Imagine we have a model that helps companies decide who to interview for jobs. This model is taught how to pick candidates by looking at old job ads and the resumes of people who got those jobs. If most of these old ads for engineering jobs talk about men or use words more often used when talking about men, the model starts to think that engineering jobs are mostly for men. And if ads for nursing jobs do the same for women, the model thinks nursing is mostly for women.

Now, when this model looks at new applications, it might prefer men for engineering jobs and women for nursing jobs, not because it's trying to be unfair, but because that's what it learned from the old ads and resumes. This happened for real with some hiring models, making it harder for women to get considered for some tech jobs.

b. What is one method you can use to mitigate bias exhibited by word vectors?  Briefly describe a real-world example that demonstrates this method.


### SOLUTION


**Adversarial Training for Equalizing Word Representations:**

Adversarial training involves training a model to simultaneously generate word embeddings while also training an adversary to predict sensitive attributes from these embeddings. The goal is to encourage the model to generate embeddings that do not contain information about the sensitive attributes, effectively equalizing the representations across different groups.

**Real-World Example:**

Consider a scenario where a machine learning model is trained to generate word embeddings using a dataset containing text data from various sources, including social media posts, news articles, and literature.
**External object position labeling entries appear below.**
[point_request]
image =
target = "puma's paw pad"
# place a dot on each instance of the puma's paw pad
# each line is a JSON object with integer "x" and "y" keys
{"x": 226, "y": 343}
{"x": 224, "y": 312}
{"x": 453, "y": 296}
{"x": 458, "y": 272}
To mitigate biases related to gender, the model is trained using an adversarial setup:

Embedding Generation: The model learns to generate word embeddings from the input text data, aiming to capture semantic information while minimizing the influence of sensitive attributes like gender.

Adversarial Training: Simultaneously, an adversary model is trained to predict the gender of individuals mentioned in the text based on the generated word embeddings. The adversary's objective is to correctly predict gender while the embedding model aims to generate embeddings that confuse the adversary.

Equalization Objective: The embedding model is optimized using an objective function that penalizes the adversary's ability to predict gender from the embeddings. This encourages the embedding model to generate embeddings that are indistinguishable in terms of gender, effectively equalizing the representations across different gender groups.